SESSÃO DE DESCARREGO

Atacado com frequência por surtos de angústia desesperadores, Ramon resolveu procurar um velho curandeiro conhecido de sua mãe, que morava numa casinha bem simples na periferia da cidade. Foi sozinho, levando para o velho um bolo de cenoura, pois ele não aceitava dinheiro pelos serviços que prestava. Diziam que era infalível em livrar pessoas de mau-olhado e feitiços, com rezas e cantos, que ele interrompia de vez em quando para cuspir pela janela. Segundo a mãe de Ramon, os catarros que às vezes saíam junto com a saliva representavam os malefícios que ele tirava da alma do padecente. Às vezes, diziam, saía algo mais junto com o catarro (quando o mau-olhado ou o feitiço era muito forte), como marimbondos, bernes e até pequenas baratas voadoras. Ramon não acreditava nisso, mas foi até lá mesmo assim, por insistência da mãe.

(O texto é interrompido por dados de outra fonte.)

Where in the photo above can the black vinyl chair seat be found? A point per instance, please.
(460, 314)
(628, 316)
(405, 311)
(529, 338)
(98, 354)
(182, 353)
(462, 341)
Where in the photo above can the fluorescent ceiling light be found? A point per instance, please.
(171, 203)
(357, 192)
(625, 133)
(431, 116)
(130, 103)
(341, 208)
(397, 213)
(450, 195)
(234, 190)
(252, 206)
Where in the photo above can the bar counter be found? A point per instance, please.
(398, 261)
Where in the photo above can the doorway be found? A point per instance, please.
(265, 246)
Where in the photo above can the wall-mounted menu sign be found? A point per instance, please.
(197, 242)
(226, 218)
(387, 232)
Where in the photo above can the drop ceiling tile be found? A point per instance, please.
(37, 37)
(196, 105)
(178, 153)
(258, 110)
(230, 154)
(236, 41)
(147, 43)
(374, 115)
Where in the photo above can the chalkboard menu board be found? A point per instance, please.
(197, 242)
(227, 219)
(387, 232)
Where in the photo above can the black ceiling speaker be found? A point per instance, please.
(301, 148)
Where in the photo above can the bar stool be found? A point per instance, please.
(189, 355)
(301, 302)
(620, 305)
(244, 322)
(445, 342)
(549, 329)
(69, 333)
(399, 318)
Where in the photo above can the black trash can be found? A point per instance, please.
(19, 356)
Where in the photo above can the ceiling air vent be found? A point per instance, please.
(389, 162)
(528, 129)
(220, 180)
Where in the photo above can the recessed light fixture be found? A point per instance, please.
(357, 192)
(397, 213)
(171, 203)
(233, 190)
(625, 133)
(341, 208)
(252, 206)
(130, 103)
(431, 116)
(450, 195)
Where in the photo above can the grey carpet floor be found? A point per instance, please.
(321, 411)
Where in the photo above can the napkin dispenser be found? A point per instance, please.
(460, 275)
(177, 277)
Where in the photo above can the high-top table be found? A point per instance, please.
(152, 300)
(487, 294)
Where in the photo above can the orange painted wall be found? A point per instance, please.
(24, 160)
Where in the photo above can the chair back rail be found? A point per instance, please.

Ramon se sentou de frente para o velho e começou a ouvir suas palavras, a maioria ininteligível, até que aconteceu a primeira escarrada no quintal, pela janela. “Nada de mais”, pensou Ramon. Mas na segunda, Ramon viu sair da boca do velho um inseto voador, que ele não soube se era um grilo ou um gafanhoto, que voou para bem longe. O velho continuou rezando como se nada tivesse acontecido. Uma senhora que estava com eles anotou alguma coisa num caderno todo sujo de terra e ficou observando o desenrolar da sessão (devia ser uma ajudante). Na terceira escarrada, Ramon viu sair da boca do velho um bicho estranho, que acabou caindo no chão do quarto: parecia uma pequena cobra sem cabeça ou uma salamandra sem patas. “O que está acontecendo?”, perguntou Ramon. “Tem gente te desejando muito mal, meu filho. Vamos livrar você disso, fique tranquilo”, disse o velho. E continuou.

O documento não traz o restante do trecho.